Flexibler Einsatz von EDV-Personal bei Engpässen:

Austrittskartei bietet unschätzbare Vorteile

20.07.1984

MÜNCHEN - Der EDV-Bereich gilt oft als Sorgenkind des Personalmanagements. Berufsspezifische Engpaßsituationen treten hier besonders häufig auf und haben das berüchtigte Arbeiten "rund um die Uhr" zur Folge. Auf die Dauer geht das nicht gut. Man kann aber auch aus Gründen der Wirtschaftlichkeit die Personalkapazität nicht nur auf Zeiten der Spitzenbelastung abstellen.
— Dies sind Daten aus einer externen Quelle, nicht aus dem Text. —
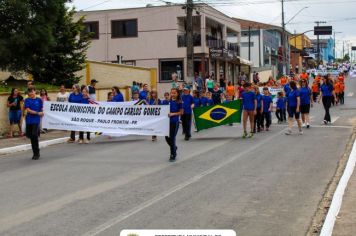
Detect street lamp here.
[334,31,342,61]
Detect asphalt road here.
[0,76,356,235]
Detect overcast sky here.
[71,0,356,57]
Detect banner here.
[42,102,169,136]
[193,100,242,131]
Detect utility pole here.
[186,0,194,86]
[315,21,326,67]
[282,0,287,74]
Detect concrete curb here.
[0,137,68,155]
[320,141,356,236]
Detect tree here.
[30,7,91,87]
[0,0,90,86]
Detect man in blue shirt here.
[182,87,194,141]
[24,88,43,160]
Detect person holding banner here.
[241,82,257,138]
[166,88,183,162]
[111,86,125,102]
[181,87,194,141]
[285,81,303,135]
[24,88,43,160]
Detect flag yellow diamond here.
[199,105,238,124]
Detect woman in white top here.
[57,85,69,102]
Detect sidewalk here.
[333,171,356,236]
[0,131,69,155]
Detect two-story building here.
[76,4,252,92]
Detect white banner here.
[42,102,169,136]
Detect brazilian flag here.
[193,100,242,131]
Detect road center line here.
[83,129,286,236]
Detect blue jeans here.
[166,122,179,157]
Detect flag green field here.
[193,100,242,131]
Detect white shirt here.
[57,92,69,102]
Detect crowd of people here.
[7,71,345,161]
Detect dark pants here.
[79,132,90,140]
[262,112,271,128]
[339,92,345,104]
[166,122,179,157]
[254,108,263,131]
[276,109,285,122]
[182,114,192,138]
[323,96,334,122]
[26,124,40,156]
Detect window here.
[160,59,184,82]
[111,19,137,38]
[83,21,99,39]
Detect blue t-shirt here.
[112,93,124,102]
[256,93,263,109]
[288,90,300,107]
[241,91,256,111]
[277,97,286,110]
[161,99,169,105]
[169,100,183,123]
[148,98,162,105]
[193,98,201,107]
[182,94,194,114]
[320,84,334,97]
[283,84,291,97]
[68,93,83,103]
[25,98,43,125]
[139,90,148,100]
[299,87,311,105]
[262,95,273,112]
[81,98,90,104]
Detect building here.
[76,4,249,92]
[234,18,290,75]
[289,34,312,72]
[311,37,335,64]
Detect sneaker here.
[67,138,75,143]
[285,129,292,135]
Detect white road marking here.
[320,142,356,236]
[331,116,340,124]
[0,138,231,232]
[83,129,286,236]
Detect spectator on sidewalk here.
[24,88,43,160]
[57,85,69,102]
[7,88,23,138]
[88,79,99,101]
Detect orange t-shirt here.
[226,85,235,96]
[338,76,345,83]
[334,82,341,93]
[281,76,287,86]
[312,83,319,93]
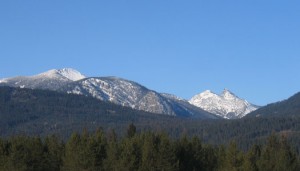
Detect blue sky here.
[0,0,300,105]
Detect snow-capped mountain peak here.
[38,68,86,81]
[189,89,258,119]
[221,88,239,100]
Zeitpersonal kann eine Lösung sein.

Überstunden eignen sich zur Überwindung von Engpässen nur bedingt: Sie sind unbeliebt, wenn sie zu häufig vorkommen. Dazu ist aber auch das arbeitsvertragliche Direktionsrecht rechtlich begrenzt, denn mehr als zwei Überstunden an 30 Arbeitstagen im Jahr sind, von bestimmten Ausnahmefällen abgesehen, nach der Arbeitszeitordnung unzulässig. Die Praxis setzt sich oft über diese Grenzen hinweg und ist überrascht, wenn bei übertriebener Überstunden- und Nachtarbeit das Gewerbeaufsichtsamt einschreitet.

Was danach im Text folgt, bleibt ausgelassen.